- The Secret To Making Really Great 100-Percent Whole Grain Bread | Kitchn:
- The Wheat Lowdown - The New York Times:
With so many relatively decent loaves readily available in stores, bread-baking is more of a hobby.
There are three reasons that my whole-grain breads have become better: the food processor, the overnight rise and the sourdough starter.
And they all involve abandoning kneading.
Kneading dough by hand for 20 minutes — as was the practice when I first started baking — was never actually necessary (few home bakers knew that), but a requirement of a particular kind of bread made in a relatively hurried fashion using a relatively large amount of domesticated (that is, store-bought) yeast.
I came to the realization that great 100 percent whole-grain bread can be made only with sourdough (it’s about the difference between how whole grains respond to store-bought yeast and how they respond to acid, or a combination of acid and wild yeast), and I discovered that via a combination of driving other people crazy with questions and a recipe from “The Scandinavian Cookbook,” by my friend Trine Hahnemann.
Sourdough rye requires time: a few days to make the starter, and 12 hours or so every time you want to make bread.
But kneading? No.
You can make it lighter in texture and color by using a touch of white flour in place of whole wheat, though to me that defeats the purpose.

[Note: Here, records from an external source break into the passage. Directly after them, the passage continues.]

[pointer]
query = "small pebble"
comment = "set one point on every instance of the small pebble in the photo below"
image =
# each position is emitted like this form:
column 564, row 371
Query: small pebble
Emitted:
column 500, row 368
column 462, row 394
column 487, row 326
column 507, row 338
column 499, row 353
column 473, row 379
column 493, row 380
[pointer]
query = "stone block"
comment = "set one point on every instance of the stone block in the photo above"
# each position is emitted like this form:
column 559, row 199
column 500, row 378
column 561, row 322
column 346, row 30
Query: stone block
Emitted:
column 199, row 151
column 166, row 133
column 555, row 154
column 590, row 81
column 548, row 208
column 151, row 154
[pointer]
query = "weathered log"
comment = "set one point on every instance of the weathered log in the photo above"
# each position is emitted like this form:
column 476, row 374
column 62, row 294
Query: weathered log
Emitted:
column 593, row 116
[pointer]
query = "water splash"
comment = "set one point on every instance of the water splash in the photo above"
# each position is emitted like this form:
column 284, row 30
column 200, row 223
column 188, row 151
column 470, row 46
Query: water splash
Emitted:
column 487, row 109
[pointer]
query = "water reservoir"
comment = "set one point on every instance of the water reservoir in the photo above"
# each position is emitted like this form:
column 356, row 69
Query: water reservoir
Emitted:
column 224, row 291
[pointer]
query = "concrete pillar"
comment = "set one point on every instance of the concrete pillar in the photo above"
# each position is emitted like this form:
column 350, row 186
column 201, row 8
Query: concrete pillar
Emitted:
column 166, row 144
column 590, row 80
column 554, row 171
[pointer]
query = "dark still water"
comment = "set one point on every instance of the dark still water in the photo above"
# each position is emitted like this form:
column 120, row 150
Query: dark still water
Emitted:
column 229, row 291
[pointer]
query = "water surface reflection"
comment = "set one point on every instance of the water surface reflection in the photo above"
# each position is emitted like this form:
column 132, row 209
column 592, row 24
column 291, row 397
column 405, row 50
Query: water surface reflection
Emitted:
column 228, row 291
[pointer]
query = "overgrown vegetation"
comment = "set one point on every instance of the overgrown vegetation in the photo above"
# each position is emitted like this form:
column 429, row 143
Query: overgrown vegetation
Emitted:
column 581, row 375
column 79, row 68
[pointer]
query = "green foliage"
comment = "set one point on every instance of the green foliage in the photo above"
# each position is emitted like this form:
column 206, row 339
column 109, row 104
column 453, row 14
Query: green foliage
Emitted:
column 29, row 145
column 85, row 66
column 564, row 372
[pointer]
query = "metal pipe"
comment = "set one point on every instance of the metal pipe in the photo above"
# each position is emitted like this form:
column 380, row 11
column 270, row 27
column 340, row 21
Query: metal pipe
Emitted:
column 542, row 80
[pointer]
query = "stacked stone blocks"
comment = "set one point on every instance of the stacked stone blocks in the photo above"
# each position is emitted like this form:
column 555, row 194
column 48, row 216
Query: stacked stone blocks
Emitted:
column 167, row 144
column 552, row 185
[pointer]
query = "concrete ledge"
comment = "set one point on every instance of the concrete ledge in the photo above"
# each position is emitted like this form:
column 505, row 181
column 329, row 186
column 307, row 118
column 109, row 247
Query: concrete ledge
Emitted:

You can make it darker in color — gorgeously so — by adding roasted malt powder.
Seeds — fennel, caraway, anise — add flavor.
If it’s too chewy for you, use flour in place of cracked rye.
Finally — and this may be hard to believe — it’s best when wrapped in plastic and cured for a day before eating.
If you follow the instructions to the gram, you will produce very good bread.
By upping the amount of yeast, using the food processor and incorporating relatively large amounts of fat (in the form of olive oil), you can make a 100 percent whole-wheat focaccia (other shapes, including baguettes, will also work, but I like it best as a puffy flatbread) in a minimum of time.
Really, the best treatment for whole grain is sourdough.
But if you’re in a hurry, greatness takes second place.
Sourdough Rye (mad with 2 cups rye flour, 2 cups whole-wheat, and 1 1/2 cups cracked rye).
YIELD 2 loaves
FOR THE SOURDOUGH STARTER (the rye starter did work beautifully)
2 ⅔ cups rye flour Pinch instant yeast
FOR THE DOUGH
2 cups rye flour
2 cups whole-wheat or white flour
1 tablespoon kosher salt
1 ½ cups cracked rye or rye flour
To make the starter:
In a tall, narrow, nonmetal container (a tall, narrow bowl is fine), mix
2/3 cup rye flour with
1/2 cup water,
along with the tiniest pinch of instant yeast — less than 1/16 teaspoon.
Cover and let sit for about 24 hours, then add the same amount of both flour and water (no more yeast).
Repeat twice more, at 24-hour intervals; 24 hours after the fourth addition, you have your starter. (From now on, keep it in the refrigerator; you don’t need to proceed with the recipe for a day or two if you don’t want to.
Before making the dough, take a ladleful — 1/2 to 3/4 cup — of the starter and put it in a container; stir in 1/2 cup rye flour and a scant 1/2 cup water, mix well, cover and refrigerate for future use.
This starter will keep for a couple of weeks.
If you don’t use it during that time and you wish to keep it alive, add 1/2 cup each flour and water every week or so and stir; you can discard a portion of it if it becomes too voluminous.)
To make the dough:
Combine the remaining starter in a big bowl with the rye flour, the whole-wheat or white flour and 2¼ cups of water.
Mix well, cover with plastic wrap and let sit overnight, up to 12 hours.
The next morning, the dough should be bubbly and lovely.
Add the salt, the cracked rye and 1 cup water — it will be more of a thick batter than a dough and should be pretty much pourable.
Pour and scrape it into two 8-by-4-inch nonstick loaf pans.
The batter should come to within an inch of the top, no higher.
Cover (an improvised dome is better than plastic wrap; the dough will stick to whatever it touches) and let rest until it reaches the rim of the pans, about 2 to 3 hours, usually.
Preheat the oven to 163C/325F and bake until a skewer comes out almost clean; the internal temperature will measure between 190F and 200F.
This will take about 1 1/2 hours or a little longer.
Remove loaves from the pans and cool on a rack.
Wrap in plastic and let sit for a day before slicing, if you can manage that; the texture is definitely better the next day.